I have a hard time balancing what should be allowed to go into our project and what not.
In our contributing guidelines I clearly stated that we prioritise readability. As you all know, the project is way bigger that we originally anticipated (and there are still many modules that we can add). We have been working since more than 2 years now to refactor and to standardise our code base. In this sense, I have requested changes on recent PRs that did not fit my definition of readable code (which also usually includes common practices and patterns in general, not allowing error prone quick fixes). I also believe that these requested changes contribute to a learning experience that is hard to experience otherwise.
However, pushing changes to potentially help new beginner developers with clean code should not let the current developers to feel pressed on quality and other constraints.

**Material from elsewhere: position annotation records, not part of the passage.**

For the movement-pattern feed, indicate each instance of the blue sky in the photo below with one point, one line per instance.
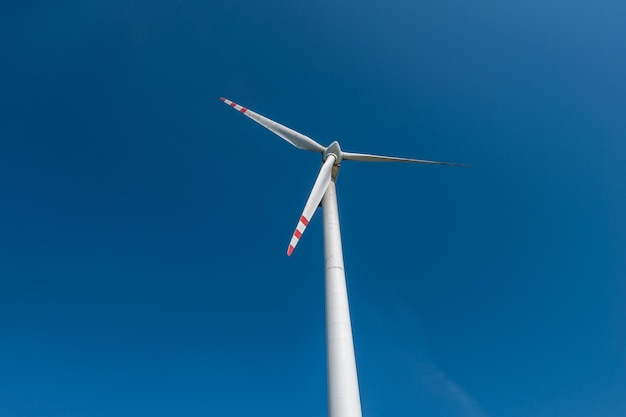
(143, 224)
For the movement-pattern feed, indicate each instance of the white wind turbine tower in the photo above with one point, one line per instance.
(343, 385)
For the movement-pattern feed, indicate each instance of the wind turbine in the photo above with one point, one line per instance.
(343, 385)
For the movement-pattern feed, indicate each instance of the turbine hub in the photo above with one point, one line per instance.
(334, 149)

Everyone should be able to write code that makes them motivated and experience success.
We already had some exceptions of merging code that has to be improved later, which is fine by me in exceptional cases but otherwise my goal was to handle the issues in early stages, even if the scope got bigger than a "small bugfix". I understand that that might be annoying.

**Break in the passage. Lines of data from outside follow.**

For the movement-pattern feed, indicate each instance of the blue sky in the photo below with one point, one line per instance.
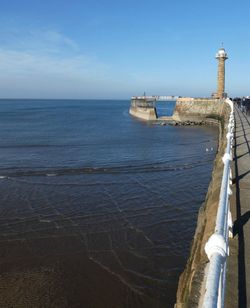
(116, 49)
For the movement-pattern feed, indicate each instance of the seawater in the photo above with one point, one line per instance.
(107, 201)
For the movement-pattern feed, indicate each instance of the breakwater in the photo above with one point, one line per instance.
(191, 282)
(201, 111)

When I proposed those bigger changes, I also don't know what is the good solution, whether the implementation worth the effort at all, I'm just offering some paths that we can explore and learn about.
After all, this project is still a playground, at least to me, and this gives us the possibility to learn and explore new things, to spend hours on something really nice and cool just to realise it did not worth it, cause that's how we learn how and when to use the same architecture and patterns later.
I wanted to hear how do you feel about this, and suggest how should we proceed. I am still busy solving our old problems, I just don't want (or rather simply, I won't) start fixing new problems introduced. Maybe it's fine like that..?
Slightly connected, but also please let me know if you have any insights how the integration of beginners went.